🇪🇨 Ecuadorian Cuisine

Arroz con Menestra y Carne

Rice with Lentil Stew and Grilled Beef

Prep Time 15 min
Servings 4
Difficulty Medium
Calories 564 kcal

Guayaquil's iconic trio: fluffy white rice, creamy lentil stew seasoned with cumin and achiote, and a juicy grilled beef steak — the coastal lunch that defines a city.

Ingredients

  • 2 cups lentils
  • 4 beef steaks (150g each)
  • 3 cups white rice, cooked
  • 1 onion, diced
  • 4 cloves garlic, minced
  • 2 tomatoes, diced
  • 1 green bell pepper, diced
  • 1 tbsp achiote oil
  • 1 tsp cumin
  • 1 tsp oregano
  • Salt, pepper
  • Fried ripe plantain for serving

Instructions

  1. 1 Cook lentils in water until tender, about 30 min. Reserve cooking liquid.
  2. 2 Make refrito: sauté onion, garlic, bell pepper in achiote oil.
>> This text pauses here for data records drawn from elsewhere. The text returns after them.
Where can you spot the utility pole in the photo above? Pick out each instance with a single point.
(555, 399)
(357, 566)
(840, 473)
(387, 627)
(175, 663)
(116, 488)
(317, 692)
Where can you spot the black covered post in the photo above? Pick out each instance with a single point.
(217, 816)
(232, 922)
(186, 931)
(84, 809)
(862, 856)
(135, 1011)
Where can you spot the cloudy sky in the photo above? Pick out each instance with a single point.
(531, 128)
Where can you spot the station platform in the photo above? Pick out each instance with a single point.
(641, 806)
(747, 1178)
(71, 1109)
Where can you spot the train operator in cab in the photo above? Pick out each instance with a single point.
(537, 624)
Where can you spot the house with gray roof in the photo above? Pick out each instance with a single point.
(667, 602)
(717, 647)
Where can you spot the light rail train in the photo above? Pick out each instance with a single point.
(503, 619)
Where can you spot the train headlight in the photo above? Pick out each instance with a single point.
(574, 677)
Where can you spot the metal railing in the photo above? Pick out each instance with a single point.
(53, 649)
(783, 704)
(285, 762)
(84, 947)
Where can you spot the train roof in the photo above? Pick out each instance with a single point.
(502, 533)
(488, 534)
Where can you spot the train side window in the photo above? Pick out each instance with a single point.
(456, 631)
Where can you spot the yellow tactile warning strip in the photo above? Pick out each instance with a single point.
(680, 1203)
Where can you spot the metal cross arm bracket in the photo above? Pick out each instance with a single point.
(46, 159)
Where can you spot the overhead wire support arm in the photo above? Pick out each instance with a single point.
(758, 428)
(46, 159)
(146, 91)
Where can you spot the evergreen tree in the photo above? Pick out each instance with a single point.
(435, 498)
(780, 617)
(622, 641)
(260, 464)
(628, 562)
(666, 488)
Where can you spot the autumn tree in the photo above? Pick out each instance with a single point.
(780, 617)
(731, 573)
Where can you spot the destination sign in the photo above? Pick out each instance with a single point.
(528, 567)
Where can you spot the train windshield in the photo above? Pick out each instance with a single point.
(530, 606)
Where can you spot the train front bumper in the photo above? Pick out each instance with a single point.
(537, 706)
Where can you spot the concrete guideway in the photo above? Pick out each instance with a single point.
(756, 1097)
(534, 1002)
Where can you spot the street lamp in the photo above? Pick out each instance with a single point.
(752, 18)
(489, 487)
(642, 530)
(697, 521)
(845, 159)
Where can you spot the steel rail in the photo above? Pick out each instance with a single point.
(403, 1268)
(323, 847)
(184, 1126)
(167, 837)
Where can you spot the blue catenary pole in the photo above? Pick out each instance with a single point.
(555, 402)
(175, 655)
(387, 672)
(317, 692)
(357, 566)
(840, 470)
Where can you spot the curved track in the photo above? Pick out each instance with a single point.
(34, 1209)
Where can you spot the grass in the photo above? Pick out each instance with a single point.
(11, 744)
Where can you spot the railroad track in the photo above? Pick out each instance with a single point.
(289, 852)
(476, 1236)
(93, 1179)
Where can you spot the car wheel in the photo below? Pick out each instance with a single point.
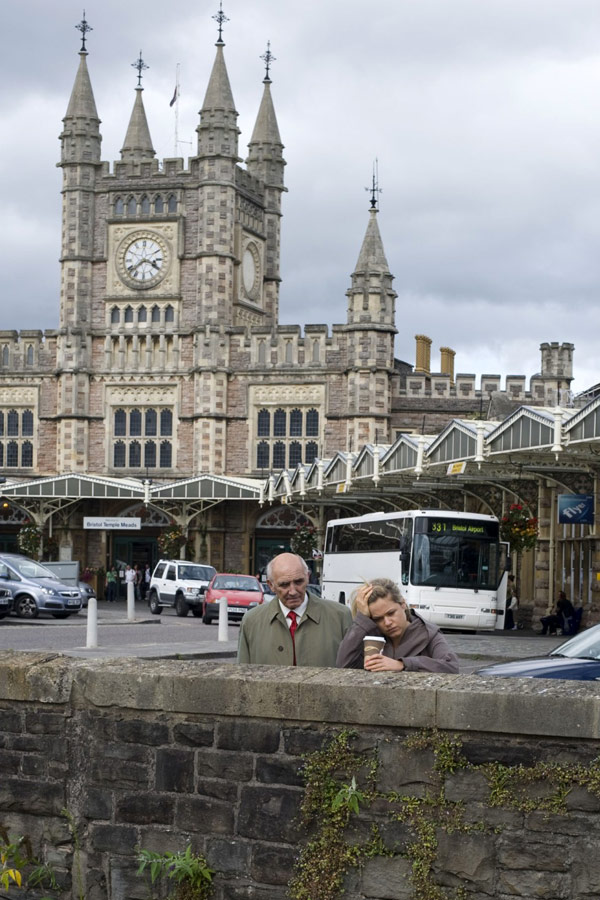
(155, 607)
(181, 607)
(26, 607)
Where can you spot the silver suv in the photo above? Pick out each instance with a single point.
(35, 589)
(180, 584)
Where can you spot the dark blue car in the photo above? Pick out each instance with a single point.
(577, 659)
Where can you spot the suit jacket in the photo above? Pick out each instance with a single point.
(265, 635)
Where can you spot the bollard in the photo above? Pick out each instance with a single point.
(92, 623)
(223, 633)
(130, 602)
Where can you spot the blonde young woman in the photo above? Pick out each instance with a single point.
(411, 644)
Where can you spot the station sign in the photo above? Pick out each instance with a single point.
(112, 523)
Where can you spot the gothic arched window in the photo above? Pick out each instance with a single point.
(279, 423)
(165, 455)
(262, 455)
(264, 423)
(27, 423)
(120, 423)
(312, 423)
(166, 423)
(12, 423)
(27, 454)
(311, 452)
(278, 455)
(295, 454)
(135, 455)
(119, 455)
(296, 423)
(135, 423)
(151, 423)
(12, 453)
(150, 455)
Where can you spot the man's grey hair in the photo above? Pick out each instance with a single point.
(275, 558)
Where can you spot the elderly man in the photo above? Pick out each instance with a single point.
(295, 628)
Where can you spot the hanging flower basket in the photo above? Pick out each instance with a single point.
(519, 529)
(170, 542)
(29, 539)
(304, 541)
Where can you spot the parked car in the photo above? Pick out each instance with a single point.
(180, 584)
(577, 659)
(242, 592)
(5, 602)
(35, 589)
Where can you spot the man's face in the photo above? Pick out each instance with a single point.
(289, 580)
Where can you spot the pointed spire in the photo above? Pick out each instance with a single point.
(82, 103)
(372, 255)
(138, 143)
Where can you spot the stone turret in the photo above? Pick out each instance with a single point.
(138, 143)
(265, 162)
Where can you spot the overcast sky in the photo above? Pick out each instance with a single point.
(484, 116)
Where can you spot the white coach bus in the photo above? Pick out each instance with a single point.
(450, 566)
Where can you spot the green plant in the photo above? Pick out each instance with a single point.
(189, 871)
(29, 539)
(519, 529)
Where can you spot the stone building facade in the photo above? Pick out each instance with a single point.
(169, 361)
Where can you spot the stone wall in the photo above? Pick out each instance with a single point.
(157, 754)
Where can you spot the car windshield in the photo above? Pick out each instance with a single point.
(196, 573)
(30, 569)
(583, 646)
(236, 583)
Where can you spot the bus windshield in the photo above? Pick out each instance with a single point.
(448, 556)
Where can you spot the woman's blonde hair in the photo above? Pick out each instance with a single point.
(383, 587)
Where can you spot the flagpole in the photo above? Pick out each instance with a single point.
(176, 148)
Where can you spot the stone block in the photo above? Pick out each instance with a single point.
(193, 735)
(140, 731)
(256, 737)
(143, 809)
(272, 864)
(205, 815)
(269, 814)
(386, 878)
(120, 839)
(175, 771)
(225, 764)
(230, 856)
(279, 770)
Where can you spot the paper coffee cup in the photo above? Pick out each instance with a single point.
(372, 645)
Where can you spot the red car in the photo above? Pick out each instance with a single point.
(241, 591)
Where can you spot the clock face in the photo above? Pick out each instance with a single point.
(143, 260)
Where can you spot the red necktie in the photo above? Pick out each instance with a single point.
(292, 616)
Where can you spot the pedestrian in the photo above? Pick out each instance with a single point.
(112, 578)
(564, 610)
(296, 628)
(512, 605)
(411, 643)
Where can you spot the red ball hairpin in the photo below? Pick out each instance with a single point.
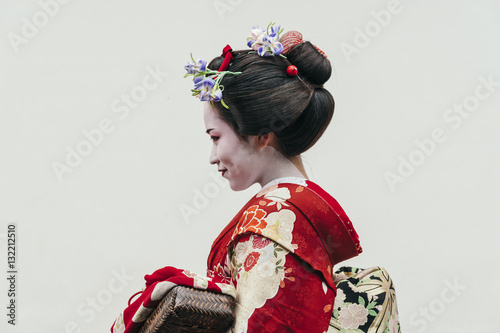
(228, 56)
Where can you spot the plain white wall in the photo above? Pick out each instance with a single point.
(87, 238)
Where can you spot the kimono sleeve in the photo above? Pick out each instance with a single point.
(275, 290)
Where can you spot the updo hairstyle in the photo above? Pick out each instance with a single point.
(264, 99)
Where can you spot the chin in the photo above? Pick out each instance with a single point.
(239, 186)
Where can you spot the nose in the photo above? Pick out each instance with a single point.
(213, 159)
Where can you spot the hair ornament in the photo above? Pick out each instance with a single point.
(207, 85)
(266, 43)
(290, 39)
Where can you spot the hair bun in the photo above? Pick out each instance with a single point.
(311, 63)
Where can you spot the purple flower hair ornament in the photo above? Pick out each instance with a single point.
(207, 85)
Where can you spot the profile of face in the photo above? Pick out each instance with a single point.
(240, 162)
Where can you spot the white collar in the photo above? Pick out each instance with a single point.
(293, 180)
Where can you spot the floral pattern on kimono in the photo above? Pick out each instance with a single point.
(279, 261)
(365, 302)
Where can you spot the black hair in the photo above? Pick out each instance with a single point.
(264, 98)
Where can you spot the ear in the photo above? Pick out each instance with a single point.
(267, 139)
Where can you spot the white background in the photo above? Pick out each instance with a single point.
(118, 212)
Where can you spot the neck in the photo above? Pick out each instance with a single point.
(279, 166)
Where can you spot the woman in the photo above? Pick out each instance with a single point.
(280, 249)
(262, 109)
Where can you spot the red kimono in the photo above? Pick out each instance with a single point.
(279, 252)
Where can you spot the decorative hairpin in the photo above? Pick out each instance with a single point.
(207, 85)
(266, 43)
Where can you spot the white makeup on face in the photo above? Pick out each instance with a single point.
(234, 158)
(243, 163)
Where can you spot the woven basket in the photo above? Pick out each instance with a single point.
(186, 309)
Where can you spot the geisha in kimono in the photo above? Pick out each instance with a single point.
(280, 250)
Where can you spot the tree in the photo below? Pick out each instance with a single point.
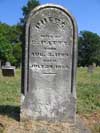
(88, 48)
(6, 49)
(31, 4)
(9, 37)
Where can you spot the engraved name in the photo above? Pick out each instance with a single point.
(53, 20)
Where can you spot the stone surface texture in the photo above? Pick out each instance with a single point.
(50, 65)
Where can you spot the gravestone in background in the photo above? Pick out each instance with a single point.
(8, 70)
(48, 83)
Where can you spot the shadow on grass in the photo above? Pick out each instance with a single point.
(10, 111)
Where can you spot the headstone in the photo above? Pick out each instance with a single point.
(8, 70)
(91, 69)
(48, 84)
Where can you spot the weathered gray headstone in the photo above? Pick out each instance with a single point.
(8, 70)
(48, 85)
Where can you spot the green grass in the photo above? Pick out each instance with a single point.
(88, 91)
(88, 94)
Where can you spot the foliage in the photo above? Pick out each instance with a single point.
(9, 37)
(31, 4)
(88, 48)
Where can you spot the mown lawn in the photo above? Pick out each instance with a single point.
(88, 95)
(88, 91)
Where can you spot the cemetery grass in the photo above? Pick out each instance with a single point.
(88, 98)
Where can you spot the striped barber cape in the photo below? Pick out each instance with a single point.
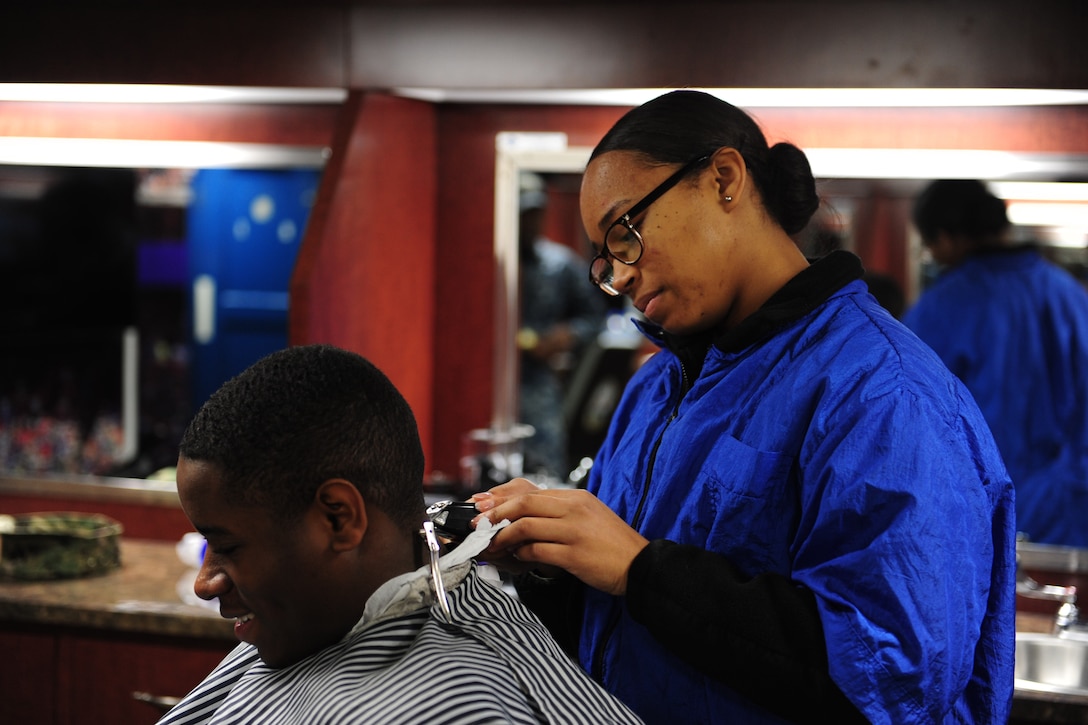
(404, 664)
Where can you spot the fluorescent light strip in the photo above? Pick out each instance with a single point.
(130, 154)
(770, 97)
(1040, 191)
(93, 93)
(943, 163)
(1068, 216)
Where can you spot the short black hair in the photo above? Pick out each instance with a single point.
(682, 125)
(961, 207)
(301, 416)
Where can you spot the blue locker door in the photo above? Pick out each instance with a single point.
(245, 228)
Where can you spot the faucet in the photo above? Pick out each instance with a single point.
(1066, 622)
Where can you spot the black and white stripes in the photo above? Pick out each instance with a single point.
(496, 663)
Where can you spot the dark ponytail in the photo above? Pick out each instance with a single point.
(681, 125)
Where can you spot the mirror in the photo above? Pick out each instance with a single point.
(845, 180)
(128, 294)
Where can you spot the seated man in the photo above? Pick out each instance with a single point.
(305, 475)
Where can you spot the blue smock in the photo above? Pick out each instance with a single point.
(833, 450)
(1014, 329)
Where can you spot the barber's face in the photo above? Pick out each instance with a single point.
(269, 578)
(684, 279)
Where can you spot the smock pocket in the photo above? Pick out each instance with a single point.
(741, 501)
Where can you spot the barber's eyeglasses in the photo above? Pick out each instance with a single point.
(622, 241)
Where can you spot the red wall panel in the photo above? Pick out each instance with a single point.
(365, 278)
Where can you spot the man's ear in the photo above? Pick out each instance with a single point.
(730, 174)
(343, 513)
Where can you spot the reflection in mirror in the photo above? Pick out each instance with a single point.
(856, 210)
(580, 384)
(102, 364)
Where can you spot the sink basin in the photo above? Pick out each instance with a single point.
(1051, 667)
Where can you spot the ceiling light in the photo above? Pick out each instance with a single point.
(769, 97)
(128, 154)
(95, 93)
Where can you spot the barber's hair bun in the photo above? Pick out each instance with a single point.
(790, 189)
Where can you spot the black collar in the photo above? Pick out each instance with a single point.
(798, 297)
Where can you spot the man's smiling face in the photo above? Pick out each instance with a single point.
(268, 575)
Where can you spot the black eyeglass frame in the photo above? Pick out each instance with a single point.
(604, 280)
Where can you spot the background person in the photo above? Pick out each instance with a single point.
(1013, 327)
(305, 475)
(799, 514)
(559, 316)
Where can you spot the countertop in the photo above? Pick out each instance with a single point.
(139, 597)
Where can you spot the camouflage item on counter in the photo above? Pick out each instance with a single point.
(58, 545)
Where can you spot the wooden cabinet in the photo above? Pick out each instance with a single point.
(61, 676)
(75, 651)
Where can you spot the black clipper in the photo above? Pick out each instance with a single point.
(453, 519)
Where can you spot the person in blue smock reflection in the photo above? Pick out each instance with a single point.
(1013, 327)
(799, 514)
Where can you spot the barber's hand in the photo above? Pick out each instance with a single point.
(565, 528)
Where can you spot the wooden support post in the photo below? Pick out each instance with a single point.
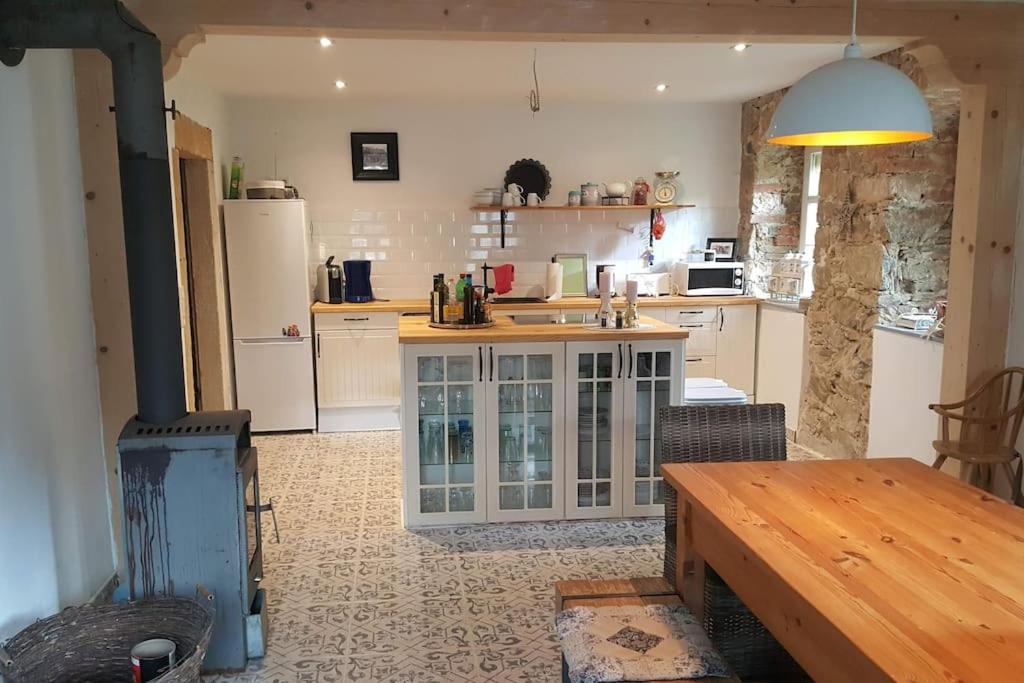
(985, 213)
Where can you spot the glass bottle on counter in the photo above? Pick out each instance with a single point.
(467, 300)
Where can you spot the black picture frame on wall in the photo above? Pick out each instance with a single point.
(375, 156)
(724, 248)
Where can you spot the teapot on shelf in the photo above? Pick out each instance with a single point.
(616, 188)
Add tomatoes, cumin, oregano.
  3. 3 Combine lentils with refrito and enough cooking liquid for a creamy consistency. Simmer 10 min.
  4. 4 Season beef steaks with salt, pepper, garlic. Grill or pan-sear 3-4 min per side.
  5. 5 Plate: mound of rice, ladle of menestra beside it, steak on top or alongside.
  6. 6 Serve with fried ripe plantain slices.

Did You Know?

In Guayaquil, this dish is so ubiquitous that locals say you haven't really eaten lunch unless it included menestra.